Thanks to the XENON1T dark matter detector located beneath the Gran Sasso mountains in Italy, scientists have detected one of the rarest events ever discovered: a specific type of radioactive decay in xenon-124.
It's an amazing achievement because the decay of this isotope is extreme, extremely slow. In fact, xenon-124 has a half-life of 1.8 x 10 over the power of 22 years – about a trillion times longer than the age of the universe.
In radioactive decay, half-life refers to the time for half of the atomic nuclei in a given sample that would spontaneously change due to one of the many types of radioactive decay, often spitting out or trapping protons, neutrons and electrons in different combinations includes.
In this case, a research team succeeded in observing a special event called a double-electron trap, in which two protons within a xenon atom simultaneously absorbed two electrons, resulting in two neutrons ̵
This exciting observation was made thanks to the incredibly precise calibration of XENON1T – the instrument is designed to study interactions of hypothetical particles of dark matter with atoms in the 1,300 kilograms (2,866 lbs ) of xenon isotopes packed into the tank of the device.
In this case, the sensors designed to monitor such interactions detected the isotope decay itself, resulting in a rare observation
"We have actually seen how this disintegration occurred," sa One of the researchers, Ethan Brown of the Rensselaer Polytechnic Institute (RPI) in New York. "It's the longest, slowest process ever directly observed, and our dark matter detector was sensitive enough to measure it."
"It's amazing to have witnessed this process, and he says that our detector can ever measure the rarest things ever recorded."
Scientists have never directly observed the radioactive decay of this xenon isotope, even though its half-life since 1955 has been theorized. This is a direct proof of something we have been looking for for decades.  What actually happens is that XENON1T detects the signals emitted by electrons in the atom, rearranging themselves to pick up the two signals contained in the core. As Gizmodo reports, it does not quite meet the statistical threshold to be considered a discovery, but it is still an incredible observation.
"Electrons that are caught twice are removed from the innermost shell around the core, and this creates space in this shell," says Brown. "The remaining electrons collapse into the ground state, and we saw this breakdown in our detector."

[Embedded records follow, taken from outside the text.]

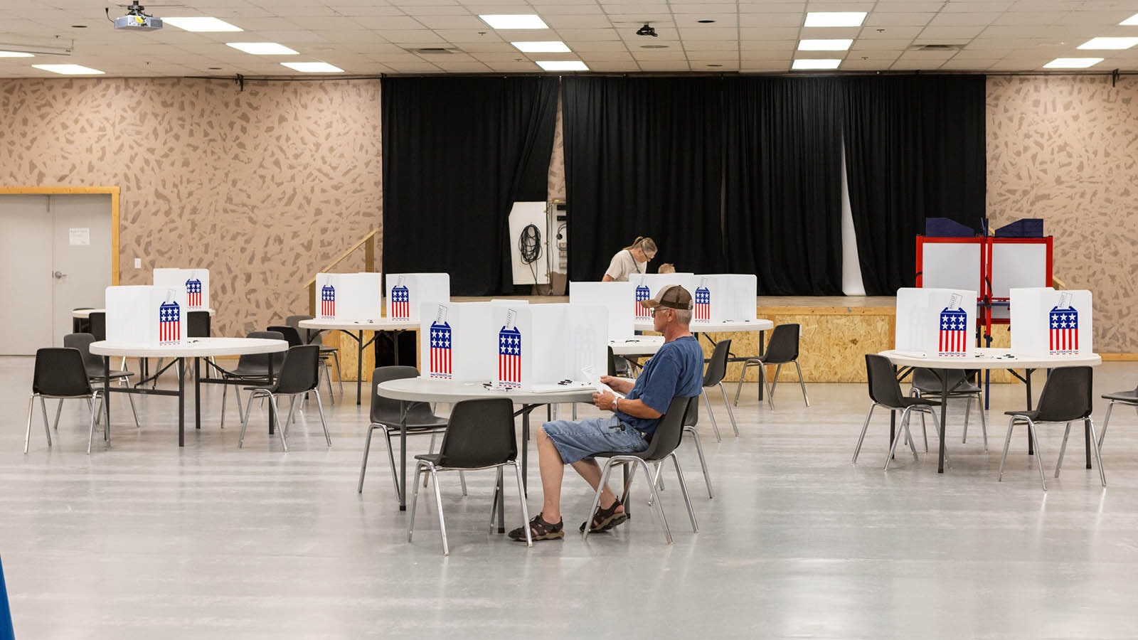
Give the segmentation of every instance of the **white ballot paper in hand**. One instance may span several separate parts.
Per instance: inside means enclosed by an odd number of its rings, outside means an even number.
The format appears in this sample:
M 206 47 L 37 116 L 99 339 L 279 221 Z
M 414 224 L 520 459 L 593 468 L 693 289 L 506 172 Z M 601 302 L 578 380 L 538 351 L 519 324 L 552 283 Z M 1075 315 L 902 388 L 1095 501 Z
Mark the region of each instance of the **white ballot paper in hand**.
M 612 387 L 601 381 L 601 376 L 596 375 L 596 370 L 593 369 L 592 364 L 582 367 L 580 372 L 585 376 L 585 379 L 588 380 L 588 384 L 593 385 L 596 393 L 609 392 L 617 397 L 624 397 L 624 394 L 617 393 Z

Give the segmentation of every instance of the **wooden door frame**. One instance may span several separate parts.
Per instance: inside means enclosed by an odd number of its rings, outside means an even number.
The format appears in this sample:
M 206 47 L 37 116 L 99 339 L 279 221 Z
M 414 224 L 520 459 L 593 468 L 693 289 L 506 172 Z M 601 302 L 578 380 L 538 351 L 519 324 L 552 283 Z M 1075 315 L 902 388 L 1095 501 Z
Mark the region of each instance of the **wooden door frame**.
M 110 196 L 110 284 L 118 285 L 118 187 L 0 187 L 0 196 Z

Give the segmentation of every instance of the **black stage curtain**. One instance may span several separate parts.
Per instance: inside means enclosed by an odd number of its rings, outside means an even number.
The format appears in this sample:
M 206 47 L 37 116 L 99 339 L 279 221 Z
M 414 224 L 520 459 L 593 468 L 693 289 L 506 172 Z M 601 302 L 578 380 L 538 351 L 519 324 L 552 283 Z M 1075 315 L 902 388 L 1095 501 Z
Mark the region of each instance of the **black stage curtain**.
M 510 208 L 545 200 L 558 79 L 387 77 L 381 95 L 384 272 L 511 293 Z
M 728 269 L 764 295 L 841 295 L 841 82 L 724 81 Z
M 600 280 L 636 236 L 650 271 L 719 273 L 721 138 L 718 79 L 566 77 L 562 118 L 569 277 Z
M 915 278 L 925 218 L 981 229 L 983 76 L 847 79 L 846 166 L 861 279 L 894 295 Z

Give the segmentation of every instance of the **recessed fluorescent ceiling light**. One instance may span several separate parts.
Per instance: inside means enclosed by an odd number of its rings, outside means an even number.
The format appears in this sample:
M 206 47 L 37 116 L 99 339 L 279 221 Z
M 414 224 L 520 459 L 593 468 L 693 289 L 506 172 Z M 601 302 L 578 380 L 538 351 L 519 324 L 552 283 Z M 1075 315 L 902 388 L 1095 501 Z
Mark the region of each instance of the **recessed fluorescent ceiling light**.
M 344 69 L 328 63 L 281 63 L 290 69 L 302 73 L 344 73 Z
M 800 40 L 799 51 L 846 51 L 853 41 L 849 39 Z
M 861 26 L 865 11 L 810 11 L 805 26 Z
M 225 46 L 254 56 L 296 56 L 298 54 L 298 51 L 275 42 L 226 42 Z
M 1055 58 L 1044 68 L 1087 68 L 1103 61 L 1103 58 Z
M 545 71 L 588 71 L 580 60 L 537 60 L 537 66 Z
M 32 65 L 35 68 L 41 68 L 43 71 L 50 71 L 51 73 L 61 73 L 64 75 L 102 75 L 104 72 L 84 67 L 83 65 Z
M 1091 38 L 1078 49 L 1129 49 L 1138 44 L 1138 38 Z
M 184 31 L 214 32 L 214 31 L 245 31 L 244 28 L 229 24 L 217 18 L 162 18 L 165 24 L 172 24 Z
M 797 69 L 831 69 L 838 68 L 838 65 L 842 64 L 841 60 L 835 59 L 815 59 L 815 58 L 798 58 L 790 68 Z
M 568 54 L 569 46 L 560 40 L 546 40 L 543 42 L 511 42 L 523 54 Z
M 550 28 L 536 14 L 494 14 L 478 17 L 494 28 Z

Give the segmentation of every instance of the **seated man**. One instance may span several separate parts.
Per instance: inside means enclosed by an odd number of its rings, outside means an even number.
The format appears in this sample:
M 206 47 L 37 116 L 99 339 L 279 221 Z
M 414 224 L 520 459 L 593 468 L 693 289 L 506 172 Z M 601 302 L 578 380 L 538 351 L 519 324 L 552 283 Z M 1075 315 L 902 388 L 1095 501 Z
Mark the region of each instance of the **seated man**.
M 589 454 L 644 451 L 671 399 L 699 395 L 703 387 L 703 350 L 687 328 L 692 320 L 692 294 L 679 285 L 671 285 L 660 289 L 644 306 L 652 310 L 653 327 L 663 334 L 665 344 L 649 360 L 635 384 L 601 377 L 604 384 L 625 394 L 625 397 L 610 392 L 593 394 L 593 404 L 611 410 L 612 415 L 576 422 L 554 420 L 537 430 L 544 502 L 542 511 L 529 522 L 534 540 L 564 536 L 561 479 L 566 465 L 572 465 L 574 470 L 596 490 L 601 483 L 601 466 Z M 624 504 L 605 485 L 589 532 L 608 531 L 627 519 Z M 580 525 L 582 531 L 586 524 Z M 510 538 L 525 541 L 526 530 L 518 527 L 510 532 Z

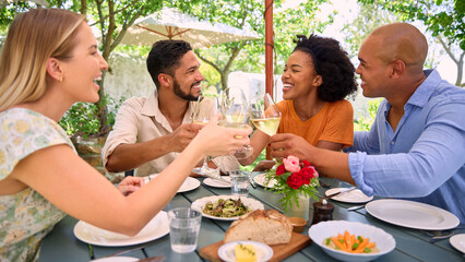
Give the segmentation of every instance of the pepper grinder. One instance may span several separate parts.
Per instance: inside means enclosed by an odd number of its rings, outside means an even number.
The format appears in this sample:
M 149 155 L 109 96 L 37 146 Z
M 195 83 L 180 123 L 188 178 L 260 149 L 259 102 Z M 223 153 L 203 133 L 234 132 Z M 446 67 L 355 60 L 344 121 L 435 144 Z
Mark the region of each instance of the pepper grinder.
M 312 225 L 318 224 L 323 221 L 333 219 L 334 205 L 329 203 L 326 199 L 323 199 L 321 202 L 313 203 L 313 221 Z

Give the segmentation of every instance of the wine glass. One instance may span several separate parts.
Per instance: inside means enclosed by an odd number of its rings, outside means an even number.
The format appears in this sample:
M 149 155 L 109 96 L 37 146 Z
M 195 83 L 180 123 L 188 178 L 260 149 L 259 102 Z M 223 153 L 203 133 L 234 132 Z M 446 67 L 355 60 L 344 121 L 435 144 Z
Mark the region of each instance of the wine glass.
M 265 134 L 271 136 L 276 133 L 279 127 L 281 111 L 269 93 L 252 100 L 250 120 L 257 129 Z
M 205 97 L 203 95 L 200 95 L 196 103 L 195 103 L 194 112 L 192 115 L 192 122 L 193 123 L 205 126 L 210 122 L 210 118 L 215 112 L 216 105 L 213 106 L 212 114 L 202 114 L 202 111 L 200 110 L 200 105 L 201 105 L 201 103 L 204 98 Z M 199 175 L 203 175 L 203 176 L 216 175 L 216 174 L 219 175 L 218 168 L 208 167 L 208 156 L 204 156 L 203 157 L 203 165 L 201 167 L 195 167 L 194 169 L 192 169 L 192 171 L 195 172 L 195 174 L 199 174 Z
M 247 129 L 249 122 L 249 103 L 242 90 L 235 90 L 236 94 L 228 94 L 230 90 L 222 91 L 218 102 L 218 110 L 222 118 L 218 124 L 225 128 Z M 243 145 L 242 150 L 237 151 L 234 156 L 237 159 L 243 159 L 251 156 L 253 147 Z

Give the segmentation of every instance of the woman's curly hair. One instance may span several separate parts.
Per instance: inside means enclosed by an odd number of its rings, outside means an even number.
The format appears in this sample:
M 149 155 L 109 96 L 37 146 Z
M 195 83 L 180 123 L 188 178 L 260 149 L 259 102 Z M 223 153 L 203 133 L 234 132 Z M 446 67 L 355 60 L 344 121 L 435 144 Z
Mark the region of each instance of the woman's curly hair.
M 339 43 L 333 38 L 311 34 L 297 35 L 294 51 L 303 51 L 313 59 L 317 73 L 322 76 L 323 83 L 318 87 L 318 96 L 325 102 L 344 99 L 357 91 L 355 68 Z

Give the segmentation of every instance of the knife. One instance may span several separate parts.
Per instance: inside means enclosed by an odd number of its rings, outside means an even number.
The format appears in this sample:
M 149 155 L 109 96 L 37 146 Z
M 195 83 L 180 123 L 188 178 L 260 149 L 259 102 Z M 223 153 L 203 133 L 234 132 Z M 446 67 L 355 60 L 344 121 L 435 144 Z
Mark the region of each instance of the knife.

Although XENON1T was built for the search for dark matter, it shows how these instruments can lead to other important insights. This latest observation could teach us more about neutrinos, abundant but difficult to detect particles that scientists have hunted for decades.
In this case, the researchers saw a two-neutrino double-electron trap – the result of the rearrangement of electrons Two neutrinos were emitted from the atomic nucleus. The next challenge they will face is the detection of a neutron-free double electron trap – an event even rarer than this.
This, in turn, could help unravel some of the deepest secrets of particle physics.
"This is a fascinating result that extends the boundaries of knowledge of the most basic properties of matter," says Curt Breneman of the RPI, who was not directly involved in the study.
"Dr. Brown's work on calibrating the detector and making sure that the xenon is cleaned to the highest possible degree of purity, was crucial to this important observation."
The research was conducted in Nature released.